Europol-Direktor Rob Wainwright bezeichnete Kinderpornographie als "globales Problem", das ein internationales Vorgehen erfordere. Dabei müsse das unterschiedliche Strafrecht der Länder berücksichtigt werden. Der Brite räumte ein, dass seine Behörde noch nicht wisse, ob Züge organisierter Kriminalität hinter den Angeboten kinderpornographischer Bilder stehen. Kathrin Wieland, Geschäftsführerin von Save the Children Deutschland, beklagte, dass auch Deutschland noch nicht dem Abkommen des Europarats gegen sexuellen Missbrauch von Kindern beigetreten sei. Damit gäbe es eine Handhabe gegen das sogenannte Grooming, also das Heranpirschen Erwachsener an Kinder und Jugendliche etwa über virtuelle Gemeinschaften.

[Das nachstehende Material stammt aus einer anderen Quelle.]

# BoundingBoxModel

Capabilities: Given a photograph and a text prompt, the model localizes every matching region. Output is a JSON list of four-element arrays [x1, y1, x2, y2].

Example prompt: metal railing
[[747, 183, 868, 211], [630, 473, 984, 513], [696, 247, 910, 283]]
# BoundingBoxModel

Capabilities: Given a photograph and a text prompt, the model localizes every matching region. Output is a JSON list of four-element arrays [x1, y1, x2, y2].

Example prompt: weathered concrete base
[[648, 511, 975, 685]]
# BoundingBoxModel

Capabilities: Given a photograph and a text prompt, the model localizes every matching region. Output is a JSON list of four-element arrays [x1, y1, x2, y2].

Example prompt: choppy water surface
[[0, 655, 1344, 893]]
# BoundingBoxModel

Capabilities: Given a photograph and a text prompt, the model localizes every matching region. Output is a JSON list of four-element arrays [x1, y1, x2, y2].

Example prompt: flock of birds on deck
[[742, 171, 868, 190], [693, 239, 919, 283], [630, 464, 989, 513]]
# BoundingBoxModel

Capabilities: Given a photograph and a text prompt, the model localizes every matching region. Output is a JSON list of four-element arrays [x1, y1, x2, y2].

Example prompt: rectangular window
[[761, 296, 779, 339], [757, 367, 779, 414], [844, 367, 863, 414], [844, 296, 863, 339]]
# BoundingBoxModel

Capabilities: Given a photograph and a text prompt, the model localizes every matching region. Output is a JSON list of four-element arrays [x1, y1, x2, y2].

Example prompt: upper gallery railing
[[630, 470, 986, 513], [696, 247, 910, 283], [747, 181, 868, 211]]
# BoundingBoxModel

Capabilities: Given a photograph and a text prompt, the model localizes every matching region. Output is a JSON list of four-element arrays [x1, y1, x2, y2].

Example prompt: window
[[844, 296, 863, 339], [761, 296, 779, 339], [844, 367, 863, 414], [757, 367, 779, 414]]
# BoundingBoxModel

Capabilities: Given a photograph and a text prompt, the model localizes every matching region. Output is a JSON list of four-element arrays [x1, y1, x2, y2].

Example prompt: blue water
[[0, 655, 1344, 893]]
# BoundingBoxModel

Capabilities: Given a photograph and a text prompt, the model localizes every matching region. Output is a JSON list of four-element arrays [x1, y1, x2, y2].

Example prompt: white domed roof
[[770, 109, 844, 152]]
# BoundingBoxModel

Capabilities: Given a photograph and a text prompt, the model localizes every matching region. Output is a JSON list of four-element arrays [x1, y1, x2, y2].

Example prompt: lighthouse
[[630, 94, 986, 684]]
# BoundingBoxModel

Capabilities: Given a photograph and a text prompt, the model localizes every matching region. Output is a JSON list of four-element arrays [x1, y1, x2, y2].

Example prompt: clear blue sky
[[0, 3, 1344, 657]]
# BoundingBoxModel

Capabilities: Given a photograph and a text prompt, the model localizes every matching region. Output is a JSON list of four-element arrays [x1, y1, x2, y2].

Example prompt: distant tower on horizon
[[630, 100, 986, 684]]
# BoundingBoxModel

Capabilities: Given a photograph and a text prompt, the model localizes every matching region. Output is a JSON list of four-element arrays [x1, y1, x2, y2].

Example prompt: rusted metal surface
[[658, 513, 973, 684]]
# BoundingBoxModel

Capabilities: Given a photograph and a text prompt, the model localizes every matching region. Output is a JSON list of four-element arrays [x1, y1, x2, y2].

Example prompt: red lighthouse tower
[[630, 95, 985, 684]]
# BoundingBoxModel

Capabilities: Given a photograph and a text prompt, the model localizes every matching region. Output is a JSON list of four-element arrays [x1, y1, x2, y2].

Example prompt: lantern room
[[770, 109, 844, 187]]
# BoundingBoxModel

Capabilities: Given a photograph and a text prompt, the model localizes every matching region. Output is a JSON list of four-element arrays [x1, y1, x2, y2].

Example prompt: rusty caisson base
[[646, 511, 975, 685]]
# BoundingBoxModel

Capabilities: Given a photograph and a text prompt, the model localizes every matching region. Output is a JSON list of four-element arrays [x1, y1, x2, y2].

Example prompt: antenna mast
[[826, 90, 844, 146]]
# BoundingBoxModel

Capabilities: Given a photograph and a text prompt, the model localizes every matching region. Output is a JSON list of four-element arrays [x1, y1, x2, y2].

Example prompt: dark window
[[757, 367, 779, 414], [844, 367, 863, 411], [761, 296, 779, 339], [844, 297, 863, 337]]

Der Jugendschutzbeauftragte von StudiVZ, Philipp Gröschel, räumte gegenüber heise online mit Gerüchten auf, dass Anbieter sozialer Netzwerke die Konferenzerklärung unterzeichnet hätten oder dies planten. Das Dokument enthalte "zweifelhafte Punkte", sodass die Unternehmen bislang nicht im Boot seien. Zudem hätten deutsche Plattformen gerade erst zwei Selbstverpflichtungen zum besseren Jugendschutz abgegeben, die weite Teile der Deklaration abdecken würden.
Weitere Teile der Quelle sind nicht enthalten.